Há entusiasmo na voz de Nuno na descrição do seu Czar. Como também o há na resposta pronta, na sua toada algarvia, face à pergunta: “Qual o melhor vinho que alguma vez provou?”. “Um Penfolds Grange de 1987, um vinho australiano que degustei no Chile. Parecia que tinha sido feito ontem”, enfatiza o nosso interlocutor.
É com esta preâmbulo que reconhecemos a matriz de Nuno Pires: ocupado, ou melhor, preocupado em manter a nossa identidade vínica, em resgatar do esquecimento referências que fizeram a nossa história, reabilitar outras e, transversal a tudo isto, rotulá-las com paixão.
Um homem que no decurso do trio de horas de conversa assume, sem rodeios, opiniões. Como esta: “somos mestres mundiais do blend de castas. Devíamos revelar, sem rodeios, as castas ´escondidas` nos nossos vinhos”.
E, desta forma, abre um jantar de memórias ainda ao sabor da mesa do conimbricense Albano Lourenço.
Uma mesa que inaugura com um cestinho com seleção de pães, de azeitona, de passas, de alfarroba, uma gulodice de boa fermentação a pedir casamento com manteiga.Arranque para dois pratos, em jeito de amouse bouche, o mesmo é dizer um prólogo para nos dispor para os comeres de resistência. No caso vertente, uma Almofadinha de borrego com massa tenra, casando com uma Cornucópia de massa de Brie com queijo de São Jorge; e uma Sopa de tomate do Algarve com ovo de codorniz. Um creme onde cabe, ainda, azeitona preta, presunto desidratado e rebentos de ervilha.

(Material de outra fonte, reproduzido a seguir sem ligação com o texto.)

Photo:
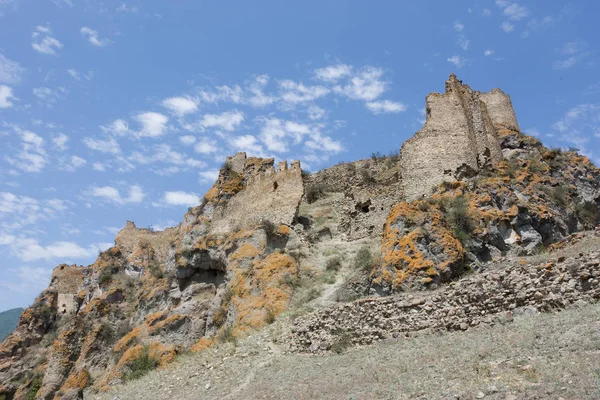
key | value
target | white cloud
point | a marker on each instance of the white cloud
(27, 210)
(47, 95)
(5, 95)
(227, 121)
(124, 8)
(180, 106)
(463, 42)
(118, 127)
(315, 112)
(180, 198)
(333, 73)
(10, 71)
(205, 147)
(507, 27)
(60, 141)
(111, 194)
(74, 74)
(515, 11)
(367, 85)
(324, 143)
(28, 249)
(153, 124)
(43, 41)
(539, 25)
(104, 146)
(295, 93)
(572, 47)
(579, 124)
(77, 162)
(187, 140)
(249, 144)
(93, 37)
(576, 51)
(209, 175)
(458, 61)
(386, 106)
(32, 157)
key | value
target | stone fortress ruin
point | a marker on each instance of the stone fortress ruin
(460, 137)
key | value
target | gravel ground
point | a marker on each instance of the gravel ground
(547, 356)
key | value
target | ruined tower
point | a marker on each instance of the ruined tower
(459, 137)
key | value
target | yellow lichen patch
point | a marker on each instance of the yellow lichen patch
(156, 317)
(77, 380)
(128, 340)
(261, 293)
(247, 250)
(283, 230)
(168, 323)
(202, 344)
(402, 252)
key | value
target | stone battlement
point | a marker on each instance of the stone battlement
(269, 194)
(130, 237)
(458, 139)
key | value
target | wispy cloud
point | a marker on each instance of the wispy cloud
(458, 61)
(93, 37)
(6, 94)
(43, 42)
(10, 71)
(575, 51)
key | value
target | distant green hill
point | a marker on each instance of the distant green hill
(8, 321)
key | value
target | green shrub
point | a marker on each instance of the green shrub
(156, 270)
(105, 276)
(587, 213)
(341, 343)
(333, 263)
(459, 218)
(366, 176)
(34, 387)
(364, 260)
(141, 365)
(314, 192)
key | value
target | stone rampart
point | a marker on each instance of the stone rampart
(268, 194)
(130, 237)
(459, 137)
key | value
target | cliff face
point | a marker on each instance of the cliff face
(459, 137)
(466, 190)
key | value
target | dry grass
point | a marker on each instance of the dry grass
(545, 356)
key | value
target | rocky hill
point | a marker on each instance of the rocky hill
(468, 192)
(8, 321)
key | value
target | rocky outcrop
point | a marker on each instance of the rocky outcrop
(220, 273)
(502, 289)
(458, 140)
(242, 256)
(534, 198)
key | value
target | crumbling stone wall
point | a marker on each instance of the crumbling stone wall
(459, 137)
(364, 206)
(66, 282)
(130, 237)
(269, 194)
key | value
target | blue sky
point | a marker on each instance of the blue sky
(114, 110)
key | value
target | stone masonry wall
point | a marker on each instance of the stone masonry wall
(130, 236)
(268, 195)
(459, 137)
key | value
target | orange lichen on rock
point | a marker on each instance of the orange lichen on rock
(77, 380)
(202, 344)
(247, 250)
(261, 292)
(417, 244)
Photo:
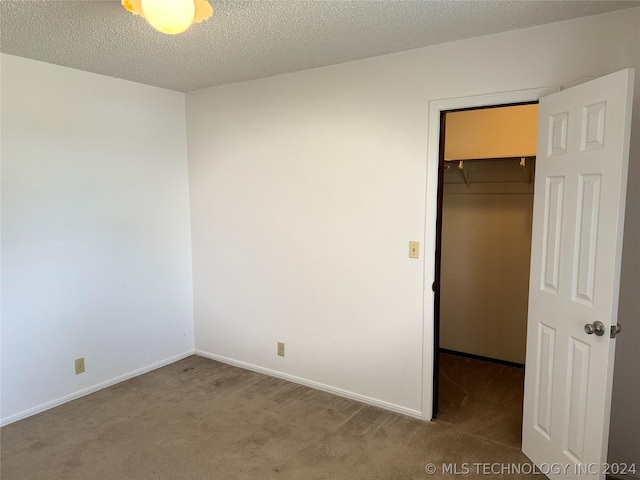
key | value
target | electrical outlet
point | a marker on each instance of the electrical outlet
(79, 365)
(414, 249)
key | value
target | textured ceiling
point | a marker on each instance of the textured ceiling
(249, 39)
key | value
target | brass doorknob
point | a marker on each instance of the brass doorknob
(595, 327)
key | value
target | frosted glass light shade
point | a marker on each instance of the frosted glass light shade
(169, 16)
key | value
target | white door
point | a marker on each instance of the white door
(581, 176)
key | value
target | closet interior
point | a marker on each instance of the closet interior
(488, 175)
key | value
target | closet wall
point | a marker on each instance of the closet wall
(486, 233)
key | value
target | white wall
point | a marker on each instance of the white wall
(96, 257)
(306, 188)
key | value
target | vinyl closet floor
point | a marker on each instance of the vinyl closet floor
(482, 398)
(199, 419)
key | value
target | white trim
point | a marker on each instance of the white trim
(95, 388)
(431, 212)
(318, 386)
(626, 476)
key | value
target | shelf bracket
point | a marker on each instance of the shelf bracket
(465, 171)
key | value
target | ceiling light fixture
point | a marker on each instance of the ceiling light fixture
(170, 16)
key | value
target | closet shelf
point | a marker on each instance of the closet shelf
(494, 170)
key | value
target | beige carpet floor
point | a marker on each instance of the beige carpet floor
(200, 419)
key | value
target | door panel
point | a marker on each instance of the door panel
(581, 172)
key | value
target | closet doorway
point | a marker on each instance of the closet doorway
(487, 165)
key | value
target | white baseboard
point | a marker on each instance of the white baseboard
(318, 386)
(95, 388)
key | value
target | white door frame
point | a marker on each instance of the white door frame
(433, 160)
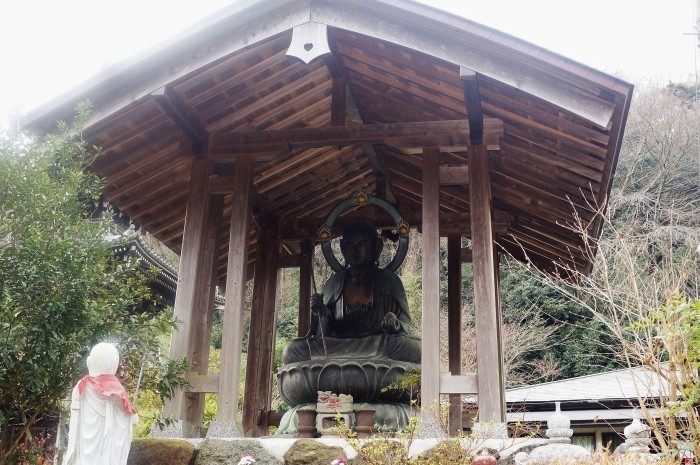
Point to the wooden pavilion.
(232, 142)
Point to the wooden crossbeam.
(202, 383)
(450, 223)
(453, 133)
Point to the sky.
(49, 46)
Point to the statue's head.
(103, 359)
(360, 244)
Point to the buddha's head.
(360, 245)
(103, 359)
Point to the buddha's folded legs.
(396, 347)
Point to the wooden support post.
(234, 308)
(488, 352)
(305, 287)
(454, 326)
(191, 259)
(261, 338)
(430, 366)
(499, 323)
(201, 326)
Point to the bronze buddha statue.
(363, 311)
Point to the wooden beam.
(234, 307)
(191, 258)
(421, 134)
(488, 355)
(200, 335)
(184, 118)
(450, 223)
(203, 383)
(430, 342)
(289, 261)
(466, 255)
(306, 284)
(459, 384)
(454, 327)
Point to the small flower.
(247, 459)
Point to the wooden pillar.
(499, 323)
(204, 308)
(188, 294)
(488, 351)
(430, 366)
(261, 338)
(305, 287)
(454, 326)
(234, 308)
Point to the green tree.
(646, 262)
(61, 287)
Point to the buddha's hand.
(319, 317)
(391, 324)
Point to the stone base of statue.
(365, 380)
(387, 417)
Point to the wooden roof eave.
(233, 29)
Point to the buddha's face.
(359, 249)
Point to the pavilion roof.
(219, 89)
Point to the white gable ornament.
(309, 41)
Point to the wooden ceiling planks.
(551, 161)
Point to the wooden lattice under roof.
(228, 87)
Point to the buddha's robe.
(355, 331)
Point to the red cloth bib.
(107, 385)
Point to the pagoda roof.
(397, 78)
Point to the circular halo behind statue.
(360, 200)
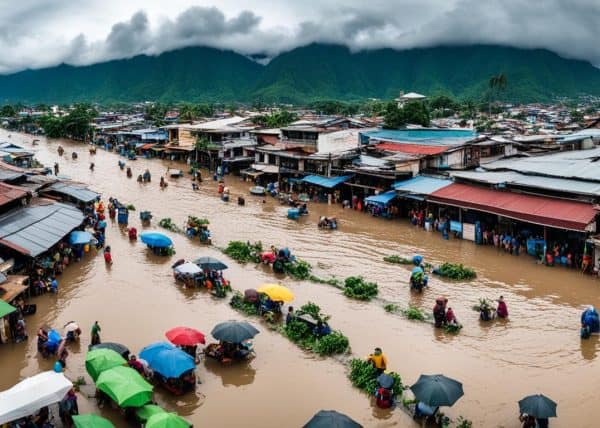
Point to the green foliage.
(364, 377)
(390, 307)
(356, 287)
(275, 120)
(307, 74)
(168, 224)
(299, 269)
(237, 302)
(455, 271)
(413, 112)
(414, 313)
(244, 252)
(397, 260)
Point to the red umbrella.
(185, 336)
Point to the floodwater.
(136, 300)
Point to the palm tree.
(497, 84)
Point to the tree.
(497, 84)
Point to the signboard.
(455, 226)
(469, 231)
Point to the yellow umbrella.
(276, 292)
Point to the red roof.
(531, 209)
(415, 149)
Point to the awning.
(31, 394)
(382, 198)
(327, 182)
(13, 287)
(35, 229)
(540, 210)
(421, 185)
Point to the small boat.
(174, 173)
(258, 190)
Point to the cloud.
(40, 33)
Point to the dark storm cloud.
(570, 28)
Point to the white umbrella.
(72, 326)
(188, 268)
(31, 394)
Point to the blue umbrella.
(156, 239)
(167, 360)
(79, 237)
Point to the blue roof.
(421, 185)
(427, 137)
(34, 230)
(328, 182)
(382, 198)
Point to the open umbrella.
(331, 419)
(234, 331)
(185, 336)
(156, 239)
(166, 359)
(117, 347)
(538, 406)
(166, 420)
(210, 263)
(145, 412)
(188, 267)
(6, 309)
(437, 390)
(99, 360)
(79, 237)
(91, 421)
(276, 292)
(125, 386)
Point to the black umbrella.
(117, 347)
(385, 381)
(538, 406)
(234, 331)
(331, 419)
(437, 390)
(210, 263)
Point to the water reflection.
(233, 374)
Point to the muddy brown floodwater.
(136, 301)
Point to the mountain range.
(304, 74)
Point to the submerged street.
(136, 300)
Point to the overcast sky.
(41, 33)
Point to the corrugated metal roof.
(577, 187)
(540, 210)
(578, 164)
(421, 185)
(34, 230)
(79, 192)
(327, 182)
(10, 193)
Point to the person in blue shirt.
(54, 285)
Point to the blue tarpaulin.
(382, 198)
(327, 182)
(421, 185)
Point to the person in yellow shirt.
(378, 360)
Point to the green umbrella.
(99, 360)
(91, 421)
(125, 386)
(167, 420)
(6, 309)
(148, 410)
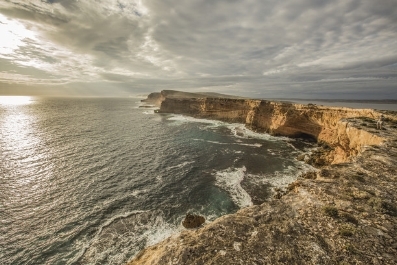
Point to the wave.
(237, 143)
(230, 180)
(123, 236)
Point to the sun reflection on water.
(20, 142)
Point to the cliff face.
(342, 214)
(325, 124)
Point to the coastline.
(344, 212)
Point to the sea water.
(96, 180)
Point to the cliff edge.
(343, 213)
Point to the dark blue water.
(93, 181)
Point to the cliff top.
(343, 213)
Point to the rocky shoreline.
(345, 212)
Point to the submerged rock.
(193, 221)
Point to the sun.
(15, 100)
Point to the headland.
(344, 212)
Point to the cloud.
(245, 47)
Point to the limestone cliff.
(342, 214)
(325, 124)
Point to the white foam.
(282, 178)
(240, 131)
(237, 143)
(230, 180)
(136, 193)
(115, 244)
(181, 165)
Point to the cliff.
(325, 124)
(342, 213)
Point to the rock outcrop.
(343, 213)
(325, 124)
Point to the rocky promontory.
(344, 212)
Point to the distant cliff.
(324, 124)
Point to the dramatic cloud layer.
(270, 48)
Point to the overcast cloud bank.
(300, 48)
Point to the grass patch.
(350, 248)
(330, 211)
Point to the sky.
(337, 49)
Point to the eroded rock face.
(193, 221)
(344, 213)
(325, 124)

Para o emparelhamento vínico, Nuno Pires apresenta-nos o Espumante Bucellas Arinto Spécial Cuvée Bruto 2010, com degorgement em 2016. “Para mim o espumante mais elegante de Portugal. Pessoalmente, não sou grande apreciador de espumantes e este é o único vinho nesta categoria que consigo beber. Há um registo familiar que me cativa. Hoje em dia, o que se vende é o que é moda. Este é um caso diferente. No século XIX, devido ao cerco imposto pelas Invasões Francesas nas Linhas de Torres, o vinho do Douro não chegava ao sul do país. Assim ganharam relevância os vinhos de Lisboa. O português tem dificuldade com a secura. Precisa de açúcar”.

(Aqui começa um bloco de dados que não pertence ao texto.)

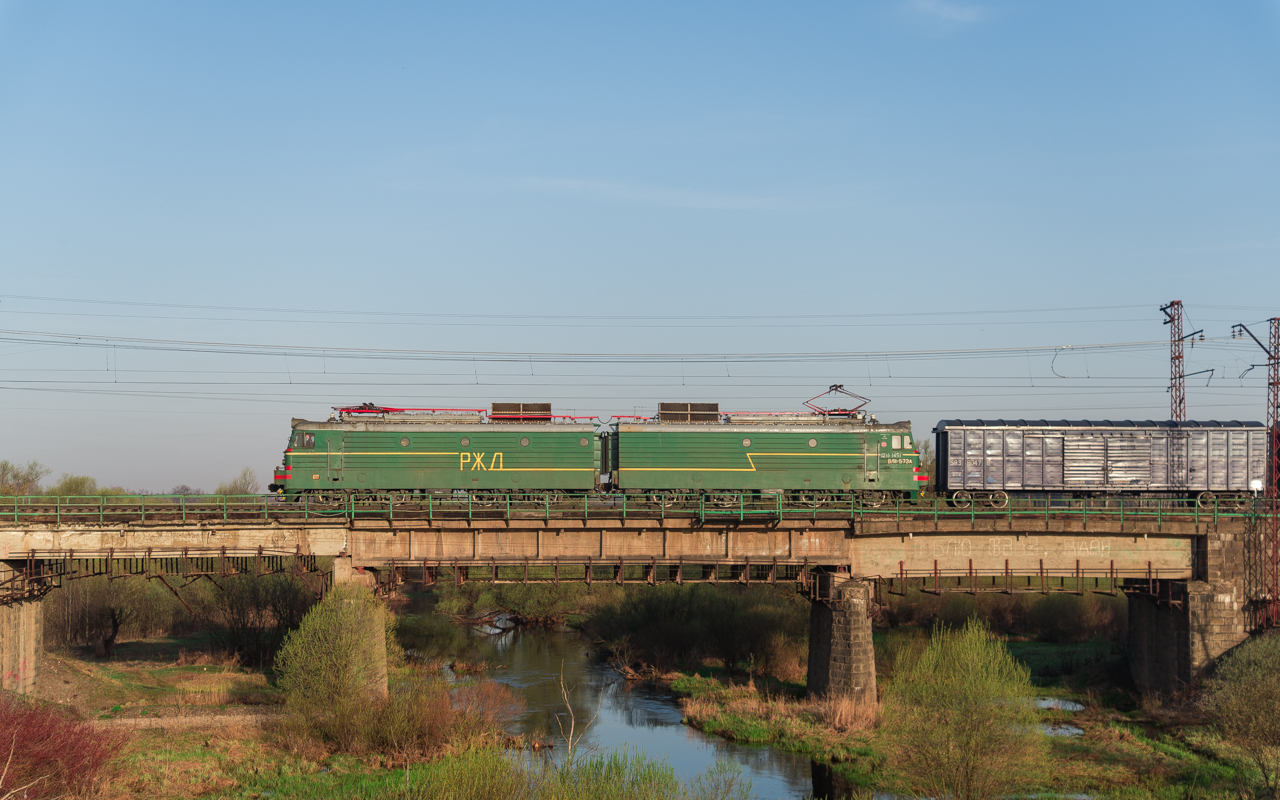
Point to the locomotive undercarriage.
(1205, 501)
(671, 498)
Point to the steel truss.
(41, 571)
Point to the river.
(624, 714)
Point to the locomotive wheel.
(1240, 502)
(996, 499)
(661, 501)
(722, 499)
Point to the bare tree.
(17, 480)
(959, 722)
(245, 483)
(1244, 702)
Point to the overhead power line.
(136, 343)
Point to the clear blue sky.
(673, 179)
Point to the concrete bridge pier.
(841, 656)
(22, 641)
(1178, 629)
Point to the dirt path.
(186, 721)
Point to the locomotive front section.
(412, 453)
(801, 456)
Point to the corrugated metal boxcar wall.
(1105, 456)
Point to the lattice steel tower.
(1176, 366)
(1265, 572)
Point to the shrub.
(1244, 703)
(251, 615)
(338, 652)
(664, 625)
(17, 479)
(959, 721)
(50, 754)
(617, 775)
(81, 612)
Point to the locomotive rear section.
(990, 461)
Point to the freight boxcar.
(803, 456)
(407, 452)
(990, 461)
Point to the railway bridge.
(1191, 571)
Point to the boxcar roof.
(743, 430)
(946, 424)
(400, 426)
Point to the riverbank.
(1115, 745)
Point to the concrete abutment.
(22, 641)
(1178, 632)
(841, 654)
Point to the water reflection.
(626, 714)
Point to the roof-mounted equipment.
(839, 412)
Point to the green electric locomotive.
(694, 448)
(405, 452)
(688, 449)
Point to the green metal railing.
(741, 506)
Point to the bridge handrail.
(705, 507)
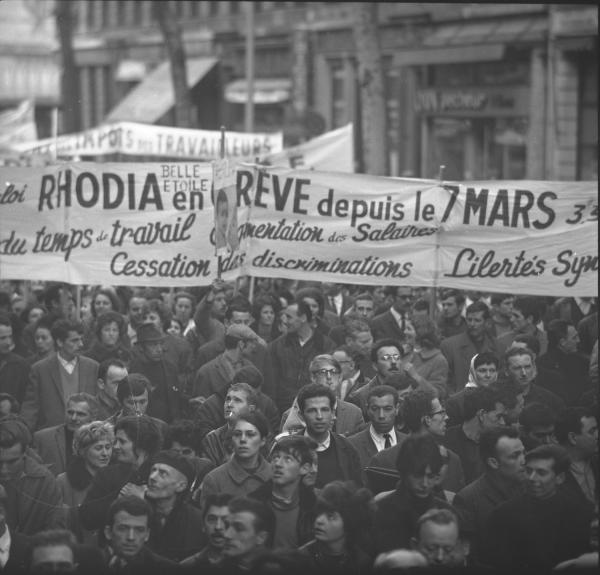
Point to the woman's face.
(329, 527)
(43, 340)
(183, 309)
(102, 304)
(98, 454)
(35, 313)
(267, 315)
(109, 334)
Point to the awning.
(468, 41)
(266, 91)
(154, 96)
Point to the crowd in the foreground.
(313, 427)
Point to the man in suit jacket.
(382, 406)
(460, 349)
(54, 444)
(55, 378)
(392, 323)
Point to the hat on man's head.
(176, 461)
(241, 331)
(149, 332)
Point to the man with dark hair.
(484, 407)
(33, 499)
(577, 432)
(503, 457)
(439, 539)
(451, 321)
(110, 373)
(545, 526)
(419, 464)
(292, 352)
(521, 368)
(214, 518)
(249, 532)
(563, 357)
(56, 377)
(176, 525)
(459, 349)
(537, 424)
(14, 370)
(55, 444)
(137, 439)
(383, 404)
(127, 530)
(337, 457)
(525, 317)
(165, 395)
(424, 413)
(292, 501)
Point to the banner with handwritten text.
(154, 224)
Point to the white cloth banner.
(134, 139)
(153, 224)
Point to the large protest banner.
(134, 139)
(153, 224)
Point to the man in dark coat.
(503, 457)
(419, 463)
(545, 526)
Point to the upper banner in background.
(153, 224)
(144, 140)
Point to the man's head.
(537, 425)
(132, 393)
(137, 438)
(452, 303)
(239, 397)
(520, 366)
(577, 430)
(502, 452)
(562, 336)
(477, 315)
(214, 519)
(545, 467)
(298, 316)
(128, 526)
(110, 373)
(291, 459)
(419, 463)
(438, 539)
(316, 404)
(6, 335)
(171, 474)
(68, 337)
(325, 370)
(382, 408)
(52, 551)
(81, 408)
(423, 411)
(250, 528)
(484, 405)
(386, 355)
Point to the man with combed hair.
(54, 444)
(545, 526)
(56, 377)
(503, 456)
(439, 539)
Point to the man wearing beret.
(176, 530)
(148, 359)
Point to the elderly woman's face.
(98, 454)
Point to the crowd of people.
(287, 427)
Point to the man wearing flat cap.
(164, 400)
(176, 530)
(216, 375)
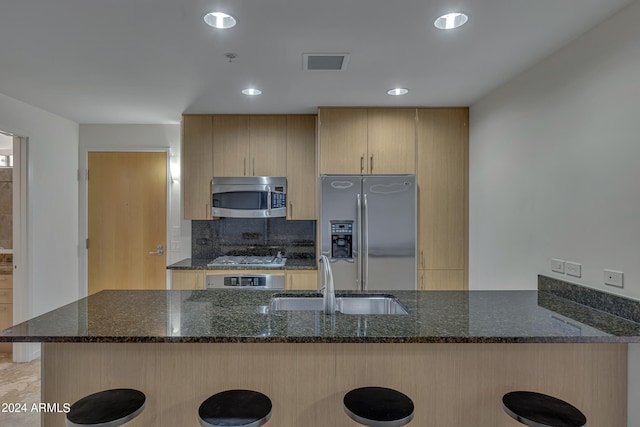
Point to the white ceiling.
(148, 61)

Segundo momento com a mesa do chefe Albano Lourenço. Um carabineiro acompanhado de tomate, baunilha e couve-flor.
Nuno Pires seleciona para esta mesa, um Madeira Terrantez 2015. “Esteve esquecido no continente durante algum tempo”. Trata-se de uma casta branca, uma das mais nobres do vinho da Madeira, a par da Malvasia. Uma casta menos cultivada e, como tal, mais valorizada e capaz de nos entregar alguns dos melhores vinhos da Madeira. “Por vezes, ao envelhecer, devolve-nos um travo a fruta cozida. Um vinho muito mineral”, sublinha o sommelier.

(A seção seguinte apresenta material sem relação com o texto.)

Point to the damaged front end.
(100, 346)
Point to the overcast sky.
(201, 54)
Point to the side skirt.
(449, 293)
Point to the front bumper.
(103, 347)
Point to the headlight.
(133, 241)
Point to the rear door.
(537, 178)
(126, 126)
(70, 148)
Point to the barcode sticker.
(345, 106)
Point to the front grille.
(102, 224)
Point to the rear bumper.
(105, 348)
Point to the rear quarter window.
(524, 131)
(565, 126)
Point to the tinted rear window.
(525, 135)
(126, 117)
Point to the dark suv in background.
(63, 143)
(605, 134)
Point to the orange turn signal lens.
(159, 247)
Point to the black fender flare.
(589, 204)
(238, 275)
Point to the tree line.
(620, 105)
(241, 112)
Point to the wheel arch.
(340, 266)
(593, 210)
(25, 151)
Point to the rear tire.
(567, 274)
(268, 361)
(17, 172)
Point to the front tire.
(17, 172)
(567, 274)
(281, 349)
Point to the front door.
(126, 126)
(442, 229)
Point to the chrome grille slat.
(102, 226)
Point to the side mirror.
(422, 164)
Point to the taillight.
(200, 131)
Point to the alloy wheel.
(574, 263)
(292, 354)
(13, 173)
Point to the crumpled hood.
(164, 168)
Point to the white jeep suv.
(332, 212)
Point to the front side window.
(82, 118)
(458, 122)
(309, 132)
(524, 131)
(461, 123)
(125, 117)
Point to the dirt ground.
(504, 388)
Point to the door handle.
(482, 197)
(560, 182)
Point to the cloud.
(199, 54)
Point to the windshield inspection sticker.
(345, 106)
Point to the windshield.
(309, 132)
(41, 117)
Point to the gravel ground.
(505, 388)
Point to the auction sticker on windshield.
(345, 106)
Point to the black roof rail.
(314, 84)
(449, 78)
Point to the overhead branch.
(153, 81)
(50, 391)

Prato de marisco. Ou melhor, um enlace de Lourenço entre a terra e o mar, com uma Sopa de morango onde cabe a ostra de Cacela.
Nuno Pires surpreende uma vez mais. À mesa apresenta um Ninfa da Teresa 2014 (Sociedade Agrícola João Teodósio Matos & Filhos), um néctar de casta Maria Gomes, “muito sui generis. Faz-me lembrar o Malvasia de Colares. Há salinidade e, considero, que as pessoas em Portugal deixaram de apreciar vinhos com este sabor salgado. Toda a gente fala dos vinhos de regiões mediterrânicas como a Córsega e Sardenha e esquecemos os nossos atlânticos. Esta é uma pequena dedicatória que deixo a quem fazia e faz vinhos junto ao litoral”.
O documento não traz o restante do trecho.